Малыгина предал советник раджи, бежавший вместе с ним. Он давно завидовал особому расположению раджи Агунга к этому иноземцу. В январе 1895 года Малыгина в оковах доставили в Сурабайю, где должен был состояться суд. Это событие стало сенсацией не только для голландской прессы. Газеты многих стран запестрели статьями о «русском злодее, главном зачинщике восстания на острове Ломбок».
Следствие было путаным, велось долго. Голландцы неоднократно спрашивали Малыгина: «Откуда вы получали такие большие суммы денег?» Ответ был всегда один и тот же: «Я их не украл». В бумагах, описывавших судебный процесс, рассказывается и о том, как выглядел Малыгин: «Русский был одет в серый костюм, вел себя корректно, очень хорошо говорил по-английски. Он сильно похудел за время следствия и часто направлял письма к консулу Бакунину, жалуясь на ужасное с ним обращение в тюрьме».
После четырех месяцев следствия крайне истощенного Малыгина поместили в тюремный лазарет. Он едва передвигался, и его болезненное состояние не вызывало сомнений. На следующее утро охрана лазарета обнаружила в палате Малыгина сломанную решетку. Арестант сбежал. В голландских газетах того времени высказывалось предположение, что ему помогла бежать женщина, но имени ее не называлось.

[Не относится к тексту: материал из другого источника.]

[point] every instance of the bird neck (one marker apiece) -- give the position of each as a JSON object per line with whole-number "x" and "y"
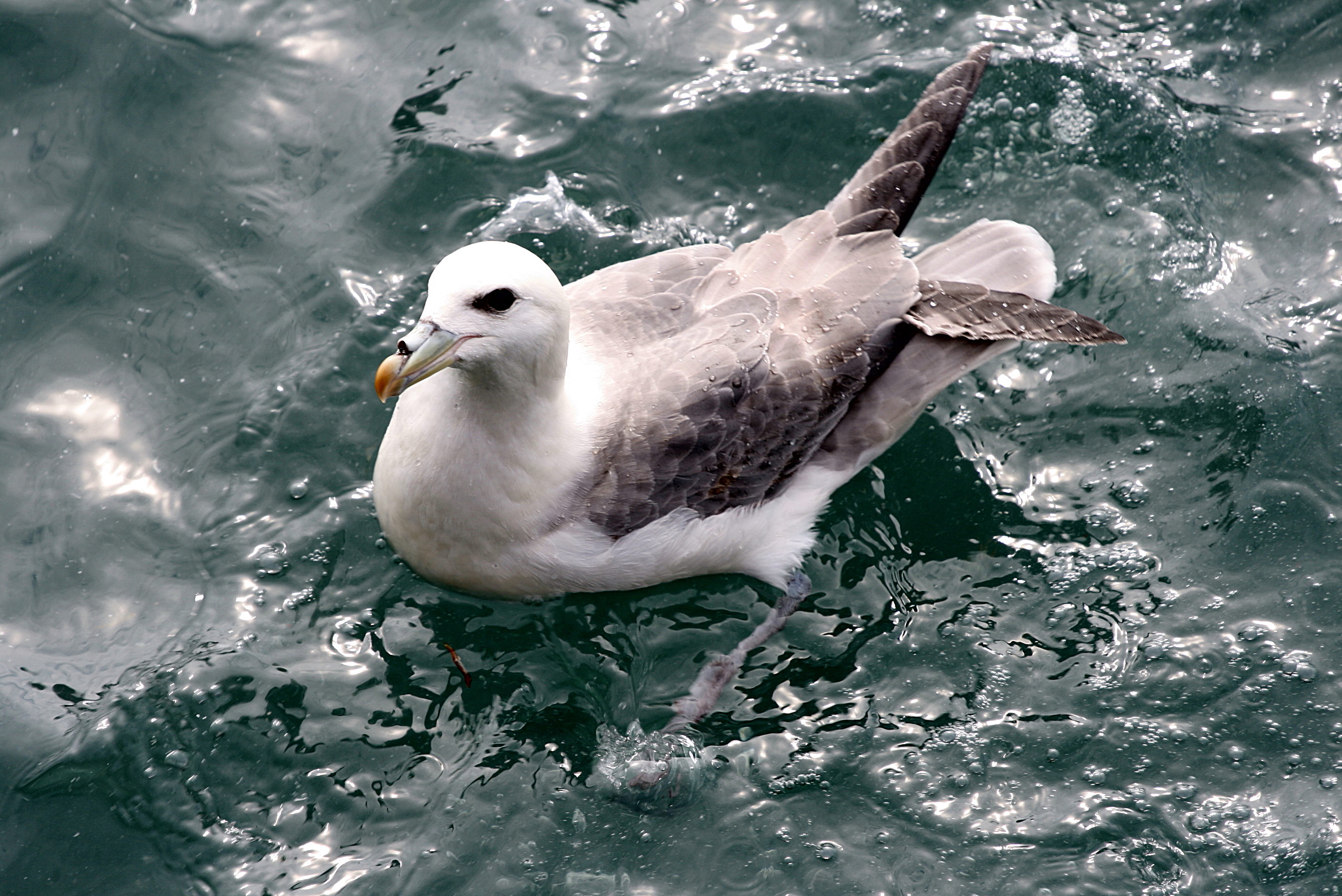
{"x": 492, "y": 457}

Далеко уйти Малыгину не удалось. Его поймали, заковали в кандалы и до самого приговора держали в них.
Русский консул явно не желал быть причастным к делу своего соотечественника, и потому неоднократные просьбы Малыгина игнорировал. Но желанию Бакунина остаться в стороне не суждено было сбыться. Он не посмел ослушаться министра внутренних дел России Остен-Сакена, который настойчиво «рекомендовал»: «Недурно, если бы русский представитель выказал участие к судьбе русского уроженца, какой бы он ни был… Ваш визит должен произвести некоторое впечатление на голландские власти, и он, быть может, не останется без последствий для судьбы Малыгина».
Консул Бакунин сообщал в письме к Остен-Сакену: «…Быть может, моя поездка оказалась в конце концов вовсе не бесполезной: смертной казни Малыгин избегнул и приговорен к 20 годам Zuchthaus. Это, быть может, потому, что голландские власти, видя, как я последовал зову Малыгина, вообразили, что казнь его в России произведет все же слишком нехорошее впечатление – смертная казнь в принципе была декретирована, как усмотрите из донесения № 45».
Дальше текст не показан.